Wednesday 24 April 2013

No.92 : The Marauders (1955)




Low key western action now in ‘The Marauders’  from 1955, a film with the distinction of starring no one I’ve ever heard of.

We open with a man stopping at a remote ranch looking for water. This is grudgingly given before he’s told to bugger off. Clearly this is a ranch owned by a social misfit or by a rancher experiencing troubles from the local cattle baron. It turned out to be the latter.

Our man is a homesteader who has the rights to settle where he likes. This is against the wishes of the poor sod who actually owns the place and understandably he wants the squatter out. He enlists the help of ‘the general’ a Confederate officer who now works as a bookkeeper and has illusions of being a great military tactician. They plot to take the ranch but meanwhile the rancher is showing his usual hospitality to a thirsty family. Sadly for them they don’t bugger off in time and they are soon holed up in the ranch as the bad guys make their play.

Luckily the ranch is at the bottom of a steep cliff and is easy to defend. The cattle baron is quickly dispatched but his nutty bookkeeper decides to rally his motley band of marauders to take the homestead. Fortunately the sheltering family all turn out to be solid shorts and soon they are assisting the defence so much so that the marauders think there is an army hiding in the small shack.

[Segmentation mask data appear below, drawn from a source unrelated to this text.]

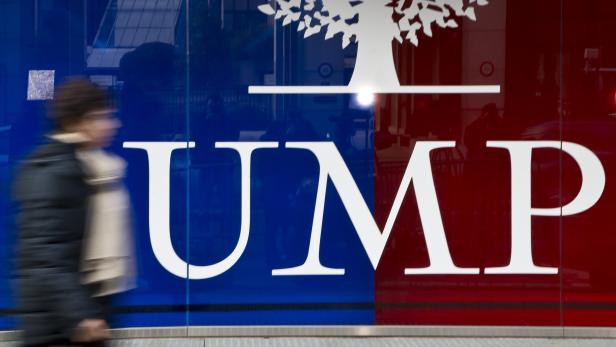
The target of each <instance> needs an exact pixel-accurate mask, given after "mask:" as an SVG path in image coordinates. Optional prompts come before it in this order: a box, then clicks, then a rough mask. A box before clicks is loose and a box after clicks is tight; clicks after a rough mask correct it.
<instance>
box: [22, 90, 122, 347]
mask: <svg viewBox="0 0 616 347" xmlns="http://www.w3.org/2000/svg"><path fill="white" fill-rule="evenodd" d="M50 116H51V119H52V121H53V123H54V125H55V129H54V130H53V132H52V134H51V135H50V136H49V137H48V140H47V141H46V142H45V143H44V144H42V145H41V146H39V147H38V148H37V149H36V150H35V151H34V153H33V154H31V155H30V156H29V157H28V158H27V159H26V160H25V162H24V163H23V165H22V167H21V168H20V170H19V172H18V173H17V179H16V182H15V184H14V189H15V196H16V200H17V202H18V204H19V214H18V235H17V239H18V246H17V286H18V290H19V300H18V303H19V304H18V305H19V312H20V314H21V316H20V318H21V319H20V323H21V327H22V328H23V331H24V336H23V338H24V344H25V345H26V346H58V345H60V346H66V345H72V346H74V345H77V346H104V345H105V340H106V339H108V338H109V332H108V325H107V319H106V315H107V312H108V307H107V306H108V299H104V298H105V297H108V295H109V294H114V293H117V292H121V291H124V290H126V289H129V288H130V287H131V283H129V281H130V279H131V278H132V259H131V254H132V253H131V249H130V247H131V244H130V238H129V230H130V229H129V227H128V226H129V223H128V218H127V215H128V214H127V211H128V199H127V197H126V194H125V191H124V189H123V187H122V185H121V178H122V176H123V168H124V163H123V161H122V160H121V159H119V158H117V157H115V156H113V155H111V154H108V153H106V152H103V151H102V149H103V148H104V147H106V146H107V145H108V144H109V142H110V141H111V140H112V138H113V136H114V135H115V133H116V131H117V129H118V127H119V126H120V124H119V122H118V121H117V120H116V119H115V118H114V117H113V110H112V109H111V107H110V102H109V98H108V96H107V93H106V92H105V91H104V90H103V89H101V88H100V87H98V86H97V85H95V84H93V83H91V82H90V81H88V80H87V79H72V80H70V81H68V82H67V83H65V84H64V85H63V86H61V87H60V88H59V89H58V90H57V91H56V94H55V99H54V100H53V101H52V103H51V107H50Z"/></svg>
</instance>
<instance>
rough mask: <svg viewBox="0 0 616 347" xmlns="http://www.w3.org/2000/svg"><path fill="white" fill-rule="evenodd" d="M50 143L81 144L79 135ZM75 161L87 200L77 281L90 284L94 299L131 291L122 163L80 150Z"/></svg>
mask: <svg viewBox="0 0 616 347" xmlns="http://www.w3.org/2000/svg"><path fill="white" fill-rule="evenodd" d="M52 138H53V139H55V140H58V141H61V142H68V143H79V142H83V137H82V136H81V135H79V134H58V135H54V136H52ZM77 157H78V159H79V160H80V161H81V162H82V163H83V164H84V167H85V170H86V172H87V173H88V175H87V176H88V179H87V180H86V181H87V183H88V184H90V185H91V186H92V187H93V188H94V191H95V193H94V194H93V195H92V196H91V198H90V201H89V210H88V229H87V230H86V233H85V237H84V243H83V247H84V249H83V252H82V259H81V272H82V278H81V281H82V283H83V284H94V285H96V286H97V288H98V290H97V292H96V293H95V296H106V295H111V294H116V293H121V292H124V291H127V290H130V289H132V288H134V287H135V259H134V249H133V240H132V233H131V232H132V231H131V225H130V218H129V213H130V201H129V198H128V194H127V192H126V189H125V188H124V186H123V184H122V179H123V177H124V173H125V170H126V163H125V162H124V160H122V159H121V158H120V157H118V156H115V155H113V154H111V153H107V152H105V151H102V150H82V151H78V152H77Z"/></svg>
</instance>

The bad guys plot like Wylie Coyote on acid but, like their inspiration, they are doomed to fail as they are outsmarted at each turn. The bookkeeper isn’t happy with developments and destroys the water supply meaning his men must secure the cabin or die of thirst. Can they get what’s rightfully theirs or will the squatter’s law of the jungle win the day? Will the precocious child survive and will the loss of Daddy mean the end of the rancher’s lonely nights?

This was a totally forgettable western that probably took a little longer than its 80 minutes running time to actually shoot. The characters were thinly drawn with the baddie bookkeeper with the English accent the only one with any colour. Sadly this colour was mostly brown as his sneering and conniving didn’t convince and he was as hammy as a bacon sandwich. The rest of the ‘Marauders’ were faceless nobodies although at least they kept the tradition of having one of them being a Mexican with a big sombrero.

The central relationship between the rancher and the wife was also thinly drawn with her largely unaffected when her husband ran off leaving her and her boy with their kidnapper. Although she gives him a small wound she’s quickly in line doing the womanly stuff like cooking the dinner and loading the guns. The boy wasn’t as bad as some but he grated all the same and sadly missed out on a grisly death.

If there was any subtext intended about the ideas of freedom or liberty I missed them as this just came across as a lazy script bashed out by someone who had a loan of some horses and cowboy hats for the weekend. Even the usual saving graces of great settings or elaborate gun fights were missing and the whole enterprise was instantly forgettable.